But if you have an efficient system where each server can handle 10K+ concurrent requests, then the variance introduced by the random algorithm becomes insignificant. Also, it doesn't matter that some requests take much longer than others; if you're dealing with a lot of users per server, the slow requests will be distributed evenly too and average out.
I implemented the balls-and-bins algorithm and I fond that when dealing with few buckets and a large number of balls, the variance in load between buckets became smaller. I even added randomness to the 'weight' of each request (to account for slow vs fast requests) and the distribution was still even - The more requests each server can handle, the more even the distribution is with the random algorithm.
Also note the speaker is a CTO of a CDN (fast.ly), I am guessing he has experience with large concurrent requests as well :)
It may be less with HTTPS, depends on how efficient the CPU is at cryptographic algorithms and how many cores.

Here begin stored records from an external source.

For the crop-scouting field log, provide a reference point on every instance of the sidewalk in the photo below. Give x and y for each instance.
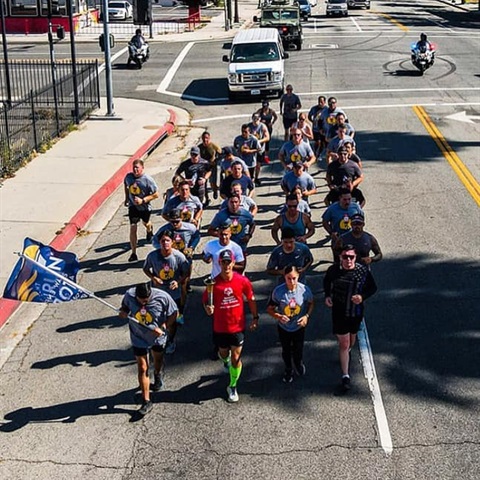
(53, 197)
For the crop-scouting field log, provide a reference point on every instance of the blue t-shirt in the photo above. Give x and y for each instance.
(242, 223)
(339, 218)
(251, 143)
(154, 314)
(296, 153)
(293, 304)
(305, 181)
(188, 208)
(185, 236)
(300, 257)
(142, 187)
(170, 268)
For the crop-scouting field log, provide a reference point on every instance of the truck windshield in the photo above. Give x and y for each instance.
(280, 15)
(253, 52)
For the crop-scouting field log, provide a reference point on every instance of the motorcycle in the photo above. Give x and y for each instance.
(137, 54)
(423, 57)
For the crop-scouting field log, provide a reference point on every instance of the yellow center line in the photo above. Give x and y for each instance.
(465, 176)
(401, 26)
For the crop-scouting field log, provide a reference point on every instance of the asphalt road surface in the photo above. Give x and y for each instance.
(68, 398)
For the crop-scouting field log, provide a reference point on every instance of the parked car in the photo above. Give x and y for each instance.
(120, 10)
(359, 4)
(305, 8)
(337, 7)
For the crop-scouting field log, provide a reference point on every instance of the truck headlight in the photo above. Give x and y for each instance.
(277, 76)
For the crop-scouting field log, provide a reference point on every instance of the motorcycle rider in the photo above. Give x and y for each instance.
(138, 40)
(423, 46)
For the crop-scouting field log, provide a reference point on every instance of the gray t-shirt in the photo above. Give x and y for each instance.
(292, 303)
(170, 268)
(154, 314)
(305, 181)
(142, 187)
(300, 257)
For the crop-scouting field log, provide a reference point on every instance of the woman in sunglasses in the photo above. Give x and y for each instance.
(347, 285)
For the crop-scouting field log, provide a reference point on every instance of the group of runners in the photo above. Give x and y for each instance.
(321, 139)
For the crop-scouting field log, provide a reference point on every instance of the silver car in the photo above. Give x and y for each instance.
(337, 7)
(120, 10)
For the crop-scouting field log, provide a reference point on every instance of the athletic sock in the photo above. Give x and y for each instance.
(234, 375)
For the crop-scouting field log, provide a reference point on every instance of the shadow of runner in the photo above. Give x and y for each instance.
(70, 412)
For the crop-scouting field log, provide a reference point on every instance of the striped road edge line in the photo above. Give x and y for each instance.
(463, 173)
(366, 356)
(400, 25)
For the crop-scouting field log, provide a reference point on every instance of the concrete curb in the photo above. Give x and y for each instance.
(62, 240)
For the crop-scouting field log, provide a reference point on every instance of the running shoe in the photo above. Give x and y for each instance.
(346, 383)
(158, 383)
(287, 376)
(145, 408)
(232, 395)
(301, 370)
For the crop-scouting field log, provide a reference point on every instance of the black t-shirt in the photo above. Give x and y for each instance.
(337, 172)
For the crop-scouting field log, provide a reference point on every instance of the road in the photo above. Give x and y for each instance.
(422, 325)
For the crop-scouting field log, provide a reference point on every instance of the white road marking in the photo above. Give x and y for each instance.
(101, 68)
(356, 24)
(348, 107)
(371, 375)
(162, 88)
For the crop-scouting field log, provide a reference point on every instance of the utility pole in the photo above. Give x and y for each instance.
(53, 64)
(108, 59)
(76, 110)
(5, 55)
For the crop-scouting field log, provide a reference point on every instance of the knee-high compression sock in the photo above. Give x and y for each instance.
(234, 375)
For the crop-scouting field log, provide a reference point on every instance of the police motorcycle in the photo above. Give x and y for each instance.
(138, 50)
(423, 54)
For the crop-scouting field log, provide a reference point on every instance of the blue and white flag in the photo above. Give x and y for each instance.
(44, 275)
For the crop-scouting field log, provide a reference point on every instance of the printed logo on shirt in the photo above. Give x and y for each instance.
(185, 214)
(236, 226)
(143, 316)
(295, 157)
(167, 272)
(345, 223)
(135, 189)
(292, 308)
(178, 242)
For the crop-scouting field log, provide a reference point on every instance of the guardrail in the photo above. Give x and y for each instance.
(29, 124)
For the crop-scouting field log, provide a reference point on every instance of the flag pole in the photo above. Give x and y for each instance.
(75, 285)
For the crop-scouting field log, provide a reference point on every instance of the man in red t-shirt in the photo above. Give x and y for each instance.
(228, 295)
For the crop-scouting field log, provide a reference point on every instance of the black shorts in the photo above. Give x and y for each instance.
(227, 340)
(288, 122)
(136, 215)
(344, 325)
(142, 352)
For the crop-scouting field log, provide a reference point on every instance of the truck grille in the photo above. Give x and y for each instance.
(253, 77)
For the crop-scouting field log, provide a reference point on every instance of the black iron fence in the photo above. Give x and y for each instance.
(30, 123)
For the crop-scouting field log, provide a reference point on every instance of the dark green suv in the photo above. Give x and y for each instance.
(285, 17)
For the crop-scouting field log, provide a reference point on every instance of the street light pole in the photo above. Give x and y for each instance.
(76, 110)
(108, 59)
(236, 18)
(5, 55)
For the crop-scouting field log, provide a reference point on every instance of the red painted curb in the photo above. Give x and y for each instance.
(80, 219)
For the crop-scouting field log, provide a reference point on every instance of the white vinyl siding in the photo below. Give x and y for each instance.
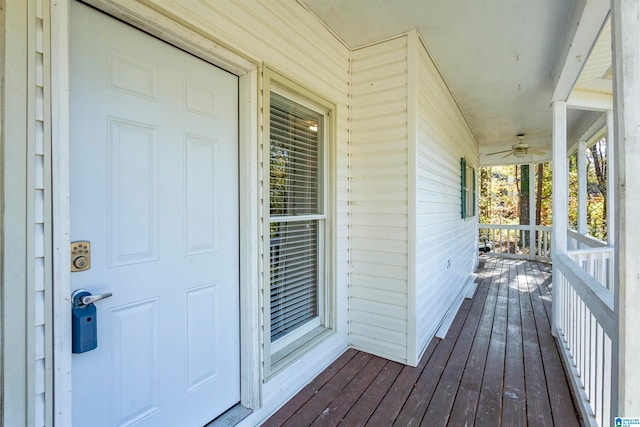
(41, 270)
(445, 244)
(289, 38)
(412, 255)
(298, 141)
(379, 221)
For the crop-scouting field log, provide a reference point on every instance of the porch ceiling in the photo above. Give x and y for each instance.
(497, 57)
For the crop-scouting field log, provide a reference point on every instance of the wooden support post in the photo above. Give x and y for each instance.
(581, 157)
(611, 181)
(626, 77)
(560, 198)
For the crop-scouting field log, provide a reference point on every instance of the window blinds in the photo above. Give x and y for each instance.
(294, 192)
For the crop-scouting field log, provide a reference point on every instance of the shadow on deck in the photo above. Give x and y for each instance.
(498, 365)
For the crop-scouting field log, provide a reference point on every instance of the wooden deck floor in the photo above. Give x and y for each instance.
(498, 365)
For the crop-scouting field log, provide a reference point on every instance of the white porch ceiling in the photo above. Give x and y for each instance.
(496, 56)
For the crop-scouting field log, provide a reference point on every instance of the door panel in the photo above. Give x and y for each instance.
(154, 188)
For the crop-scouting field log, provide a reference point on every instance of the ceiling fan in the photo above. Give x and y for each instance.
(520, 149)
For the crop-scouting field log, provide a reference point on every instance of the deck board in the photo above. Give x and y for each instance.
(498, 365)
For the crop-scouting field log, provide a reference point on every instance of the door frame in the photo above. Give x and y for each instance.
(181, 36)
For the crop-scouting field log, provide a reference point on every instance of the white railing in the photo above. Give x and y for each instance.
(584, 321)
(598, 262)
(514, 241)
(581, 241)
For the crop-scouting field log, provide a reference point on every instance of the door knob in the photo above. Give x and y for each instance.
(81, 297)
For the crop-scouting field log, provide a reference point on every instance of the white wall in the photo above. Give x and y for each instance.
(379, 233)
(375, 268)
(446, 249)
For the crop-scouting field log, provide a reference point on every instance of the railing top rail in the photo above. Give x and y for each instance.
(514, 227)
(587, 240)
(588, 251)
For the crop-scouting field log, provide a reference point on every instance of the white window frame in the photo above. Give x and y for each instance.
(285, 350)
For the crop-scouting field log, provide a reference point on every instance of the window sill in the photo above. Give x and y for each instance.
(287, 355)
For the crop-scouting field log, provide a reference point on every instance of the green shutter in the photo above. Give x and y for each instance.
(473, 189)
(463, 181)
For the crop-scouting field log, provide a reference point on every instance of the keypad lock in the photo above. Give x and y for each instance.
(80, 255)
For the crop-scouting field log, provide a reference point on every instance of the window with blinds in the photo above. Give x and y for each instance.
(296, 218)
(467, 189)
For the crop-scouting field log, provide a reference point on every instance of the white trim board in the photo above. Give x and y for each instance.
(163, 27)
(467, 292)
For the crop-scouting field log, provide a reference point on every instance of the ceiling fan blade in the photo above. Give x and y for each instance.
(499, 152)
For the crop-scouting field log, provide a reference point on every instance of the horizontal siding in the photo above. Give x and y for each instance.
(445, 243)
(378, 207)
(40, 206)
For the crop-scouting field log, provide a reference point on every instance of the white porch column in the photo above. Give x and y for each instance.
(582, 187)
(611, 180)
(560, 199)
(626, 71)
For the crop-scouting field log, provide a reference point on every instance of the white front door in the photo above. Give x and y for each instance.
(154, 188)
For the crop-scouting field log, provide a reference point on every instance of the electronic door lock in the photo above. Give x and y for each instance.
(80, 255)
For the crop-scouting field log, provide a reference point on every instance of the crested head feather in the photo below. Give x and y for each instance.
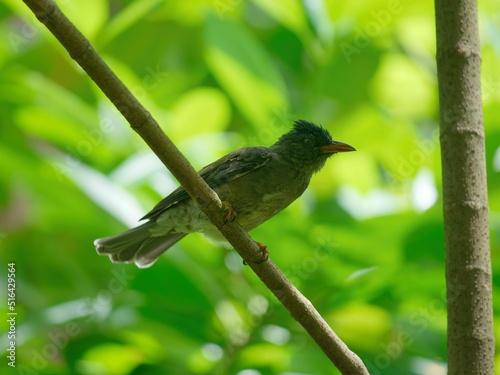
(307, 127)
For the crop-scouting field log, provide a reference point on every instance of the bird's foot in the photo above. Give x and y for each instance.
(230, 213)
(265, 254)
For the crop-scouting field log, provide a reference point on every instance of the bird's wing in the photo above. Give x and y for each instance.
(224, 170)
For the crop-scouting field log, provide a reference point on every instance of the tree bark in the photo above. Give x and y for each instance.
(141, 121)
(465, 202)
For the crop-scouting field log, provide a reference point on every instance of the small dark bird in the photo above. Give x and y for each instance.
(257, 182)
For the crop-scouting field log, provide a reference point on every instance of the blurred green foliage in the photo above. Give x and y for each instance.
(364, 244)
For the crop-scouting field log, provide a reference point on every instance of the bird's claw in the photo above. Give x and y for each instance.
(265, 254)
(230, 213)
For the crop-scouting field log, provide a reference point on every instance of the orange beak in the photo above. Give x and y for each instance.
(337, 147)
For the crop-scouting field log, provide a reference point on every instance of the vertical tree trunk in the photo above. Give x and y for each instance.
(468, 268)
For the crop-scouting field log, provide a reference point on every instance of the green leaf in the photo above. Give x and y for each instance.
(243, 68)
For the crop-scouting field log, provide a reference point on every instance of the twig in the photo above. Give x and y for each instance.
(141, 121)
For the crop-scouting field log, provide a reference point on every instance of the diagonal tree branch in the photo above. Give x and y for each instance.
(141, 121)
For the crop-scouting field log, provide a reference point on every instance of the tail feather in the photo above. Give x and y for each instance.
(136, 245)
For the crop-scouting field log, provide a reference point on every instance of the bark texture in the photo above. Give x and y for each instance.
(141, 121)
(465, 202)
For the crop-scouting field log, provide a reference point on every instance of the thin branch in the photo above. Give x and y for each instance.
(141, 121)
(471, 342)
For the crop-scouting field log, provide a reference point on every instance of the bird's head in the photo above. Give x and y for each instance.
(309, 145)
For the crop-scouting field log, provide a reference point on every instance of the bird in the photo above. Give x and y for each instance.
(255, 183)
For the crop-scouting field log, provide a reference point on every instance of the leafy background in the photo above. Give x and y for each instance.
(364, 243)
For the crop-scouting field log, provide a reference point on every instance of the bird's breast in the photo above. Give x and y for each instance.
(260, 195)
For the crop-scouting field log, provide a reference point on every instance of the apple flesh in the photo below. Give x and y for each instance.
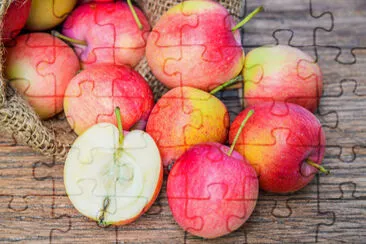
(282, 73)
(46, 14)
(277, 141)
(109, 182)
(193, 44)
(184, 117)
(211, 193)
(110, 33)
(92, 95)
(14, 19)
(40, 67)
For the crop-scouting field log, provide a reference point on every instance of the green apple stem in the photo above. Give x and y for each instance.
(68, 39)
(226, 84)
(119, 124)
(250, 113)
(137, 20)
(100, 219)
(318, 167)
(246, 19)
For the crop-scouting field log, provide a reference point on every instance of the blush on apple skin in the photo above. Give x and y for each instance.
(282, 73)
(93, 94)
(110, 31)
(184, 117)
(183, 52)
(39, 67)
(276, 141)
(210, 193)
(15, 19)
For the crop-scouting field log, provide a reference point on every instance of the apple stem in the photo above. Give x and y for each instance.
(65, 38)
(246, 19)
(250, 113)
(318, 167)
(106, 203)
(134, 14)
(226, 84)
(119, 124)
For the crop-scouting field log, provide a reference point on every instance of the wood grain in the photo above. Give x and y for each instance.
(35, 208)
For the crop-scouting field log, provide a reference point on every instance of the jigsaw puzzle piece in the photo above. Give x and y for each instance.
(33, 68)
(108, 41)
(349, 107)
(288, 75)
(278, 219)
(175, 50)
(344, 192)
(340, 35)
(32, 222)
(329, 61)
(279, 16)
(18, 173)
(153, 224)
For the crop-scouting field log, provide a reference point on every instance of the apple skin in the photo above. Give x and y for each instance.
(276, 141)
(210, 193)
(40, 67)
(105, 135)
(282, 73)
(93, 94)
(14, 19)
(181, 52)
(95, 1)
(46, 14)
(110, 31)
(184, 117)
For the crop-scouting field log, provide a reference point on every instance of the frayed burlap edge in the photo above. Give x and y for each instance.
(17, 117)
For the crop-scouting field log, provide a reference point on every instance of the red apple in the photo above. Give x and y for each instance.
(14, 19)
(107, 33)
(210, 191)
(193, 44)
(282, 73)
(95, 1)
(93, 94)
(284, 142)
(40, 67)
(184, 117)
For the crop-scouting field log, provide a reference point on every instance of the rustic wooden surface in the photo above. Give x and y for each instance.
(35, 208)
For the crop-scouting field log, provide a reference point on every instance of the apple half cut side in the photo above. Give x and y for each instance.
(110, 182)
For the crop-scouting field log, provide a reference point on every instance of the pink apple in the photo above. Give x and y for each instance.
(47, 14)
(95, 1)
(282, 73)
(108, 33)
(211, 192)
(184, 117)
(285, 143)
(193, 44)
(93, 94)
(40, 66)
(14, 19)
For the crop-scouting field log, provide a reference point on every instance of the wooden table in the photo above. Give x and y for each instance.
(34, 206)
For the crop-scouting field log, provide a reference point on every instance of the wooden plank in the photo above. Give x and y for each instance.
(35, 208)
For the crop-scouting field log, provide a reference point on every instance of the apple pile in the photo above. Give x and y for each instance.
(83, 63)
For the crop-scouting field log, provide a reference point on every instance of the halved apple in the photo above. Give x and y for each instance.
(112, 178)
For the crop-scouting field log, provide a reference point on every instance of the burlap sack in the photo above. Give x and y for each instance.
(17, 118)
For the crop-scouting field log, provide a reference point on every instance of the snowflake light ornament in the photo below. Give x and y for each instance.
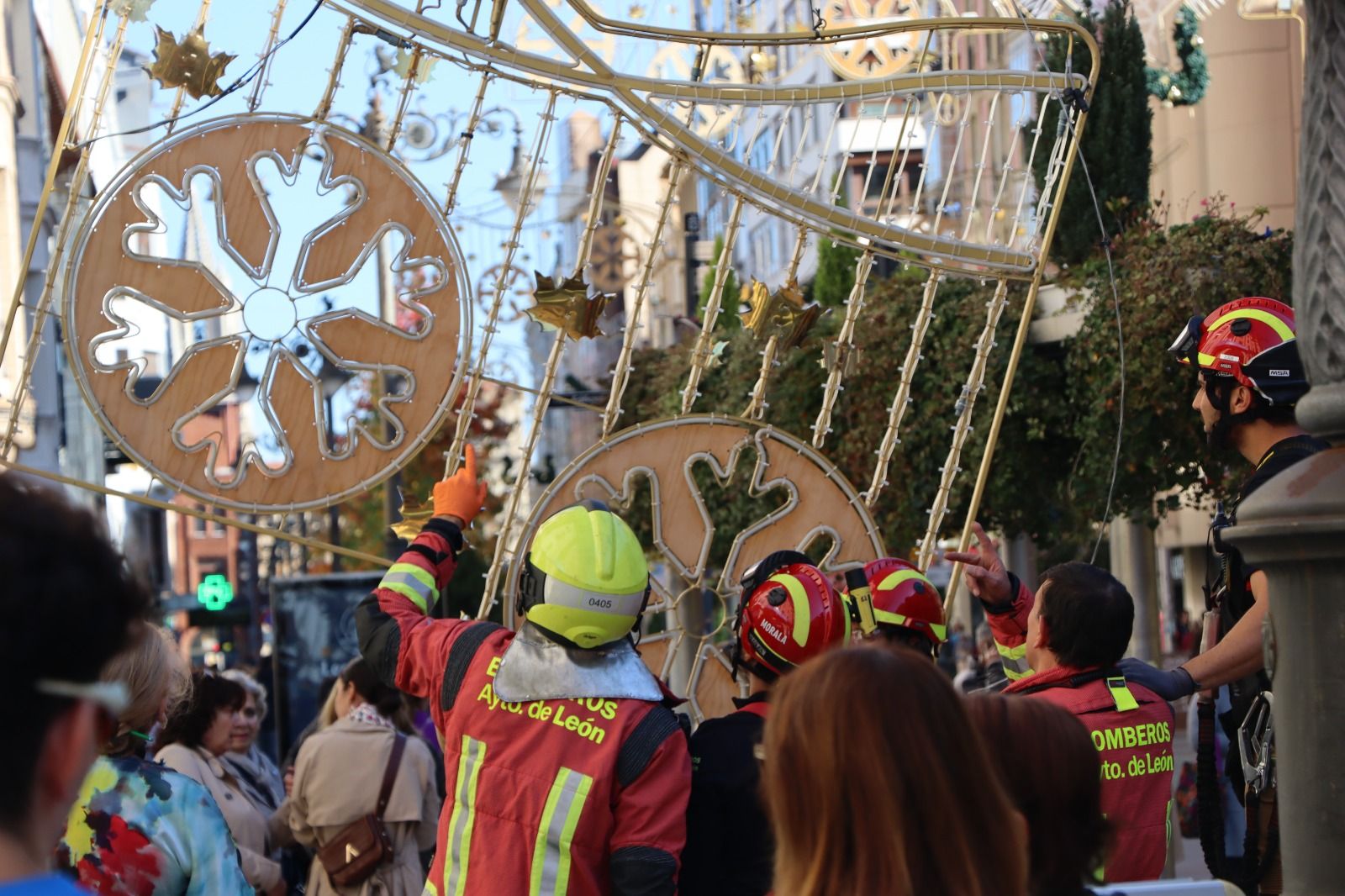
(255, 244)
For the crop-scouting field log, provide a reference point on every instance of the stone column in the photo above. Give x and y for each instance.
(1295, 526)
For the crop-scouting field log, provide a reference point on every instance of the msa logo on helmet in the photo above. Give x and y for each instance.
(771, 630)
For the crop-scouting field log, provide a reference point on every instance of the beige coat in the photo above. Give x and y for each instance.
(246, 824)
(336, 781)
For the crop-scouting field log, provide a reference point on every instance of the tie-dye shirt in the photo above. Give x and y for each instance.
(140, 829)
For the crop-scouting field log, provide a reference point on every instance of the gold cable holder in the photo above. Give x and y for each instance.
(264, 76)
(701, 354)
(324, 105)
(77, 89)
(966, 408)
(622, 373)
(1020, 340)
(202, 17)
(891, 437)
(67, 219)
(844, 349)
(474, 119)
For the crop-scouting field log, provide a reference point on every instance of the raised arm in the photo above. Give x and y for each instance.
(396, 634)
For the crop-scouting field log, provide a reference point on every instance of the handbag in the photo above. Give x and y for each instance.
(358, 851)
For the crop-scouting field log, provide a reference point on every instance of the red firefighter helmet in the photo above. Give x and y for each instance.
(790, 615)
(1253, 340)
(903, 598)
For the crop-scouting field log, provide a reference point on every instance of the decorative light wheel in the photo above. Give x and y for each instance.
(249, 242)
(871, 57)
(697, 595)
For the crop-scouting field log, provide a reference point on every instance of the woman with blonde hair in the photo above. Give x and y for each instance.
(878, 783)
(138, 828)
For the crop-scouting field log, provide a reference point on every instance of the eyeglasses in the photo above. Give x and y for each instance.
(108, 697)
(1187, 345)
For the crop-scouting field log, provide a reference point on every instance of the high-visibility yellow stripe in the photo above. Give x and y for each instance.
(414, 582)
(408, 593)
(1015, 661)
(463, 818)
(414, 572)
(551, 871)
(894, 579)
(802, 613)
(1121, 694)
(892, 619)
(1255, 314)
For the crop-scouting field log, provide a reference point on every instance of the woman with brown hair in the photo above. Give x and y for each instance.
(338, 781)
(878, 783)
(193, 741)
(1051, 767)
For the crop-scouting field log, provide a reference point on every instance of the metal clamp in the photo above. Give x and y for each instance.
(1257, 741)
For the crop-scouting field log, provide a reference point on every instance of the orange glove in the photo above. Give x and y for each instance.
(461, 495)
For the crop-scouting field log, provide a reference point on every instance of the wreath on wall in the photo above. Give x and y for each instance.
(1185, 87)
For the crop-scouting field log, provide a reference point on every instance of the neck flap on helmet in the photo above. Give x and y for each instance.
(537, 667)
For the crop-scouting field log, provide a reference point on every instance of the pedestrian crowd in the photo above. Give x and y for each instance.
(462, 756)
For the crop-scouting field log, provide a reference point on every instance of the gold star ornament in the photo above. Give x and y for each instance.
(188, 64)
(778, 314)
(572, 306)
(414, 515)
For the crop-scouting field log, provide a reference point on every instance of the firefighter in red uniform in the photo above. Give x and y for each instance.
(789, 615)
(1063, 645)
(892, 600)
(567, 770)
(1250, 378)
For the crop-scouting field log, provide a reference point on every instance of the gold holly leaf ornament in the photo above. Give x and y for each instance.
(778, 314)
(188, 64)
(414, 515)
(572, 306)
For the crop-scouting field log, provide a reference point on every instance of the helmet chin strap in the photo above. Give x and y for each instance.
(1221, 436)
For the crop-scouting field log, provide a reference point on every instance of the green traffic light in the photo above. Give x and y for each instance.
(214, 593)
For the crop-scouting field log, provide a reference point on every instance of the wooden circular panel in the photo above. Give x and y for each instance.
(820, 503)
(259, 241)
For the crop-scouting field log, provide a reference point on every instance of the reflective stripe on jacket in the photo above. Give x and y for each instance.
(1131, 727)
(544, 798)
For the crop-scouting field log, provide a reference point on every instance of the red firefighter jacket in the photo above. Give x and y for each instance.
(545, 798)
(1131, 727)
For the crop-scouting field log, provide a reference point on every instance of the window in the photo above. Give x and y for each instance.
(869, 195)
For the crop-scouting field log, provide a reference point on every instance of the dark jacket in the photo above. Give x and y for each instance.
(728, 837)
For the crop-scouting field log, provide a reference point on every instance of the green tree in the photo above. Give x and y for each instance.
(1053, 459)
(728, 298)
(1116, 140)
(834, 279)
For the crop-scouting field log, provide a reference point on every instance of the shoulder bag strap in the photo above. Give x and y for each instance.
(390, 774)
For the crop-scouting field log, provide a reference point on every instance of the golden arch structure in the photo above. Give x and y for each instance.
(193, 235)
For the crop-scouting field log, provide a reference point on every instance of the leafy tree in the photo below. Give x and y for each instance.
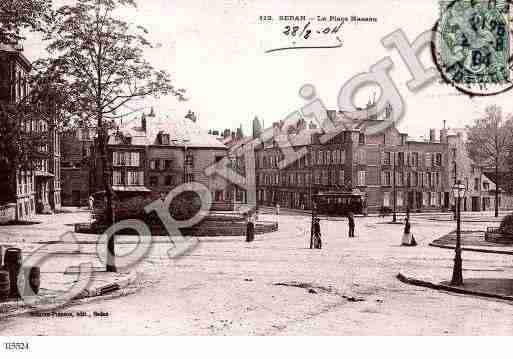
(102, 61)
(25, 125)
(489, 139)
(16, 15)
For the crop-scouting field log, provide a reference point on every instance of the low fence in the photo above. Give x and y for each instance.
(7, 213)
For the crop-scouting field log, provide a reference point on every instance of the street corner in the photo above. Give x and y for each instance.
(485, 287)
(101, 285)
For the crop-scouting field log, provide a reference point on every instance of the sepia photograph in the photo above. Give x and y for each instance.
(255, 168)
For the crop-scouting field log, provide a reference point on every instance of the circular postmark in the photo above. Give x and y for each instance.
(472, 46)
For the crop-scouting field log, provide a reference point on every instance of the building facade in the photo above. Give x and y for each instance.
(387, 167)
(76, 150)
(156, 155)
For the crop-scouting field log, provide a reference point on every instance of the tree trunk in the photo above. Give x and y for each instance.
(497, 189)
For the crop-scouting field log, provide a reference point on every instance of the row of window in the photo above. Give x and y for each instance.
(128, 178)
(320, 177)
(133, 159)
(428, 199)
(25, 183)
(411, 179)
(321, 157)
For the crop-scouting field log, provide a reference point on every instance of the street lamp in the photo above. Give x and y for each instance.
(457, 274)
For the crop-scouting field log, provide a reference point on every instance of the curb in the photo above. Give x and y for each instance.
(492, 251)
(109, 287)
(448, 288)
(105, 291)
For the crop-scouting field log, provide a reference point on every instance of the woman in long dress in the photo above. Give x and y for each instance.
(408, 239)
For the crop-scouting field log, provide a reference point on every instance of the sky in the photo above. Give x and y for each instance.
(216, 50)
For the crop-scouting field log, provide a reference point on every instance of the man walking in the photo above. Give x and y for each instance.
(250, 228)
(350, 218)
(317, 233)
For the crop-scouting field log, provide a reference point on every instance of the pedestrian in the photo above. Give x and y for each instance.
(408, 238)
(317, 233)
(91, 202)
(250, 228)
(350, 219)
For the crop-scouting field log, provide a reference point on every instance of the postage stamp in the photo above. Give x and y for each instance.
(473, 45)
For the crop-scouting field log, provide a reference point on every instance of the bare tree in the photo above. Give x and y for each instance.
(25, 125)
(102, 61)
(16, 15)
(488, 144)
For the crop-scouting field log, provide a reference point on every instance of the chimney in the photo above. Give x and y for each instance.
(143, 122)
(432, 135)
(191, 116)
(404, 138)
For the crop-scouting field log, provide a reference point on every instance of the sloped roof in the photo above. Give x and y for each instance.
(182, 132)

fastly is a CDN. I assume that they're talking about the performances of their CDN servers. Not the web servers of the clients that will process the request, and is indeed a lot slower operation.
Also, it'd have to be a server with good async support like Node.js, Go, Haskell, Scala, Tornado, nginx...
Considering that the speaker is CTO at a CDN company (which has to deal with a lot of different kinds of back-ends that are outside of their control), it makes sense that they would need to use and algorithm which can handle all possible scenarios - They can't force their customers to use bigger servers and more efficient systems.
Isn't that all a load balancer is supposed to do? I certainly don't want my load balancers performing computations or logic. I want it to pass that work off to another server.
To be clear, you can do a lot better with a better pipe, smart caching, compression, etc. But people often have horribly unrealistic estimates about how much traffic their servers can handle because they don't take bandwidth into account, and load balancers are no exception.
Of course, when you break it down by individual web request, most responses are still below 800KB, but you shouldn't load plan for the average case. And clearly even the average case is well above 12KB, especially for a CDN (which is responsible for serving the image, video, and large script content). I'm also pretty confident the page I linked already includes compression (which decreases size, but can increase time quite a bit; many people expect software load balancers to be using the absolute fastest compression available, but that's often not the case in my experience).